Project description:The structure of the actin filament is known at a resolution that has allowed the architecture of protein components to be unambiguously assigned. However, fully understanding the chemistry of the system requires higher resolution to identify the ions and water molecules involved in polymerization and ATP hydrolysis. Here, we find experimental evidence for the association of cations with the surfaces of G-actin in a 2.0-Å resolution X-ray structure of actin bound to a Cordon-Bleu WH2 motif and in previously determined high-resolution X-ray structures. Three of four reoccurring divalent cation sites were stable during molecular dynamics (MD) simulations of the filament, suggesting that these sites may play a functional role in stabilizing the filament. We modeled the water coordination at the ATP-bound Mg2+, which also proved to be stable during the MD simulations.

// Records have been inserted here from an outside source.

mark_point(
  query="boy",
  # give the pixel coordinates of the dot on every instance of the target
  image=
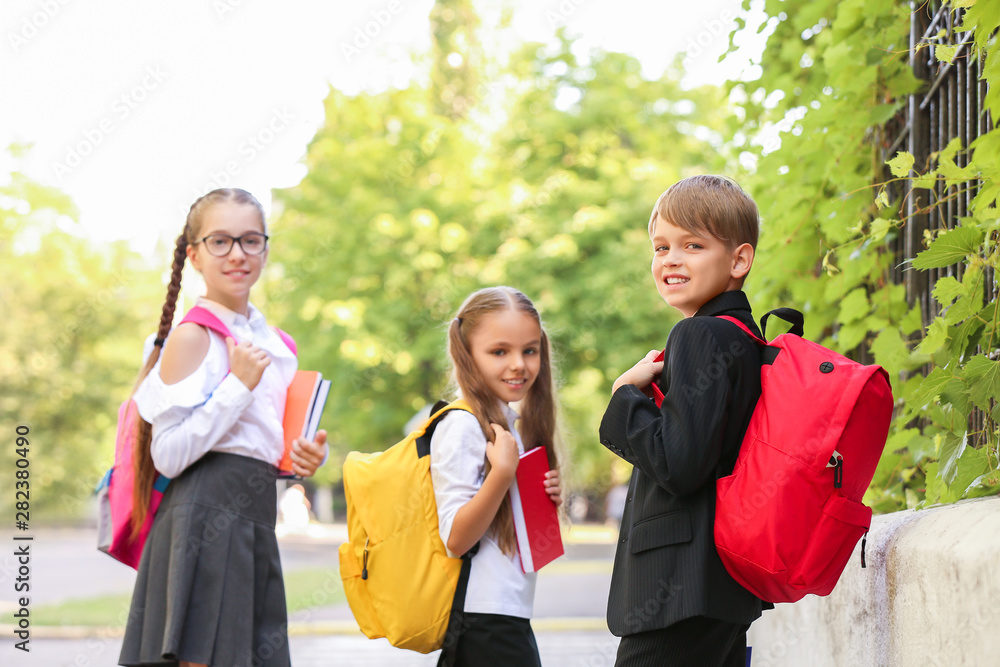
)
(672, 601)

Using this model of the filament with a hydrated ATP-bound Mg2+, we compared the cumulative probability of an activated hydrolytic water molecule approaching the ?-phosphorous of ATP, in comparison with G-actin, in the MD simulations. The cumulative probability increased in F-actin in line with the activation of actin's ATPase activity on polymerization. However, inclusion of the cations in the filament lowered cumulative probability, suggesting the rate of hydrolysis may be linked to filament flexibility. Together, these data extend the possible roles of Mg2+ in polymerization and the mechanism of polymerization-induced activation of actin's ATPase activity.